Should U.S. taxpayers be expected to finance millions of the 12 million uneducated, unskilled, and often un-American illegal immigrants? I can defend the position that we should not finance legal immigrants? With Obama’s legalization of at least five million illegal aliens, he will turn America into a banana republic–without bananas. While many of the aliens covered are decent, hardworking people, many are not. I think this tragic immigration policy will create political, financial, and cultural anarchy.
Since people from Mexico and South America have lower skills, they are more likely to request public assistance, gorge the public school system, overwhelm the health care industry, and spike the crime reports. Bigotry? Not at all. Just the facts. We know that 15% of California K-12 students are children of illegal aliens. Furthermore, they cost California citizens over 11 billion dollars per year for health, education, and incarceration! No wonder, the state is bankrupt! Did you know that 26% of U. S. Federal prisoners are illegal aliens? They are not in prison for being gatecrashers but for committing crimes in the U.S.!

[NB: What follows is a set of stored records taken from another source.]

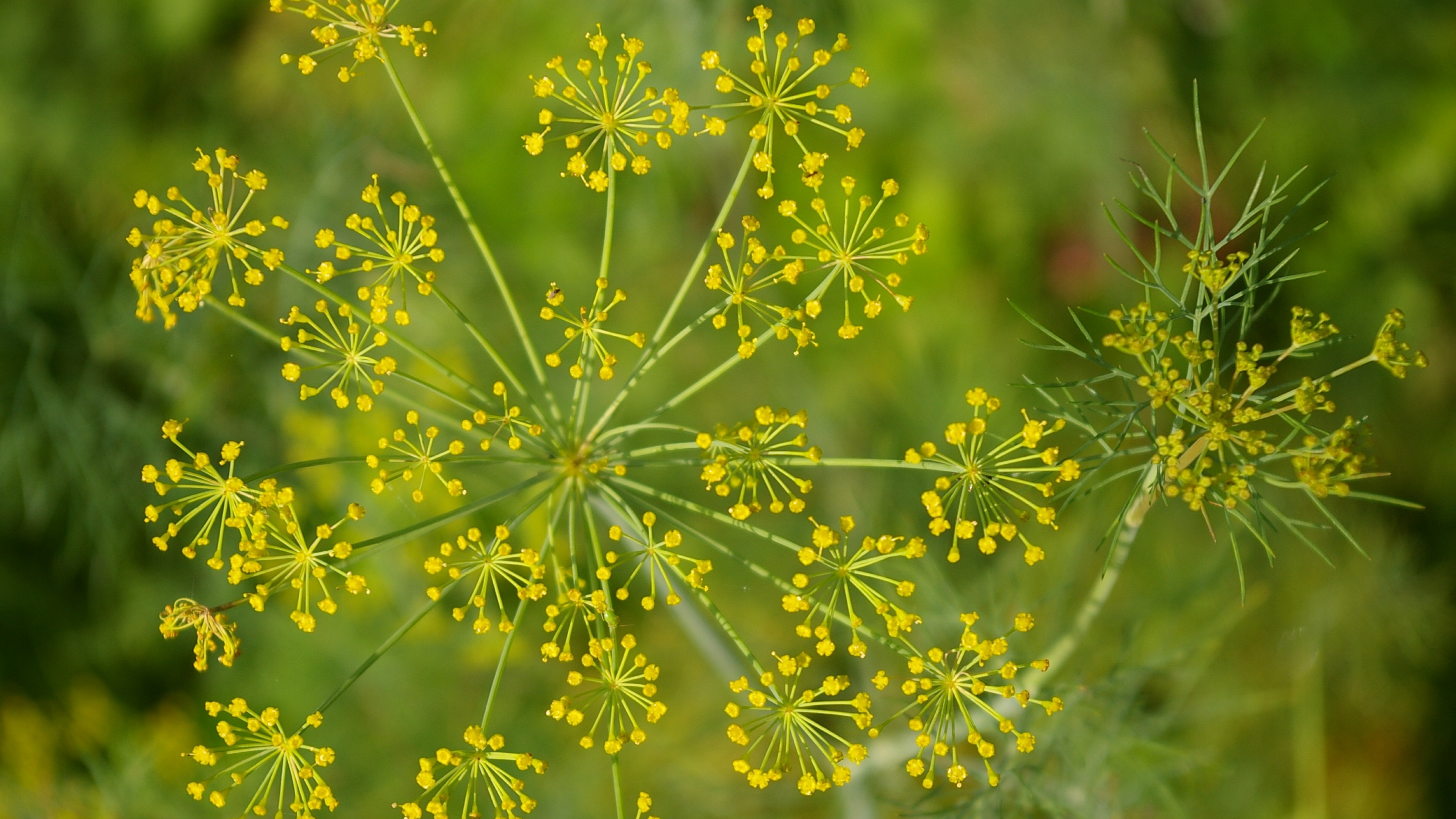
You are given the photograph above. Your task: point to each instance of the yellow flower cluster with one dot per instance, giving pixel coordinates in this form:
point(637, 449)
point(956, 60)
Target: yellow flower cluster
point(395, 247)
point(615, 117)
point(253, 742)
point(947, 689)
point(992, 482)
point(784, 728)
point(778, 97)
point(182, 254)
point(359, 27)
point(478, 776)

We should be concerned about illegal and legal immigration since there are 35 million immigrants in the U.S. Harvard economist George Borjas affirmed that “the United States has been granting entry visas to persons who have relatives in the United States, with no regard to their skills or economic potential.” He said that, “Immigrants today are less skilled than their predecessors, more likely to require public assistance, and far more likely to have children who remain in poor, segregated communities.” Obama was correct when he said that immigrants have been a “net plus for our economy and our society,” but is a total fabrication if one looks at the last fifty years or illegal immigration. This new policy will cost us plenty in many ways.
Borjas says, immigration is positively bad news for America’s poor. The wages of America’s high school dropouts have fallen 10% since the 1980s relative to the wages of more educated workers. Borjas declares that about a third of that decline is because of immigration. Almost 30 percent of the immigrants now living in this country are of Mexican origin. Borjas can be trusted with his stats since he is “America’s leading immigration economist” according to BusinessWeek and The Wall Street Journal.